Unlock a world of possibilities! Login now and discover the exclusive benefits awaiting you.
Hi there,
I am trying to make a set analysis for a bit of SQL code which I have done which shows the correct number of distinct customers which have both products.
select count(distinct ID) as Number
from table1 x
where
X.Year= '2016/05' and
(X.Product_1 + X.Product_1 + X.Product_1 + X.Product_1 + X.Product_1 ) > 0 and
( X.Product_2+ X.Product_2+ X.Product_2) > 0 and
( X.Product_3+ X.Product_3+ X.Product_3) = 0 and
( X.Product_4+ X.Product_4) = 0
(If these two products added together are greater than 0 then count as distinct 1 on ID).
The set analysis I have been trying to work with is the following;
COUNT ({< ID=P({<Product_1={">0"}>}) + P({<Product_1={">0"}>}) + P({<Product_1={">0"}>}) + P({<Product_1={">0"}>}) + P({<Product_1={">0"}>})
+P ({<Product_2={">0"}>}) +P ({<Product_2={">0"}>}) +P ({<Product_2={">0"}>})
>} DISTINCT ID)
This gives an incorrect number, should I be excluding the other tables also to get the correct figure, just like my SQL?
Would you be able to expand on the usage of repeating the use of X.Product_1 on first row and repeating products on other rows?

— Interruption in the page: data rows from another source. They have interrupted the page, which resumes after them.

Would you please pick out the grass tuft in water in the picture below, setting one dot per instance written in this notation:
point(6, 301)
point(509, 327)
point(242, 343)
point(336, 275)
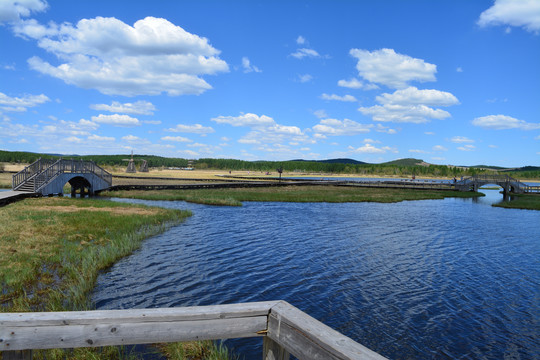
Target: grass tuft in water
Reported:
point(332, 194)
point(53, 249)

select count(distinct ID) as Number
from table1 x
where
X.Year= '2016/05' and
(X.Product_1 + X.Product_1 + X.Product_1 + X.Product_1 + X.Product_1 ) > 0 and
( X.Product_2+ X.Product_2+ X.Product_2) > 0
( X.Product_3+ X.Product_3+ X.Product_3) = 0
( X.Product_4+ X.Product_4) = 0
Hi Sunny,
The products have their own individual name, product one was just an example (category type).
I am not sure what you are trying to do, would you be able to share few rows of sample (dummy) data with expected output based on the data?
Year | ID | Product 1 - Apple | Product 1 - Orange | Product 1 - Pear | Product 2 - Carrot | Product 2 - Potato | Product 2 -Onion | Product 2 - Celery |
2016/05 | 99999 | 0 | 1 | 0 | 0 | 1 | 1 | 0 |
2016/05 | 10000 | 0 | 0 | 0 | 0 | 1 | 1 | 0 |
Here is an example of dummy data.
Therefore every time product 1 & 2 has at least one true value (1) then it counts ID as distinct 1.
The original code excludes the other two columns on the table to give the correct output.
I have an idea, add flag columns in your load statment
such as if (X.Product_1 + X.Product_1 + X.Product_1 + X.Product_1 + X.Product_1 ) > 0, 1, 0) as Product1Flag,
Do the same to
( X.Product_2+ X.Product_2+ X.Product_2) > 0
( X.Product_3+ X.Product_3+ X.Product_3) = 0
( X.Product_4+ X.Product_4) = 0
then you only need to filter the flag columns to get what you need.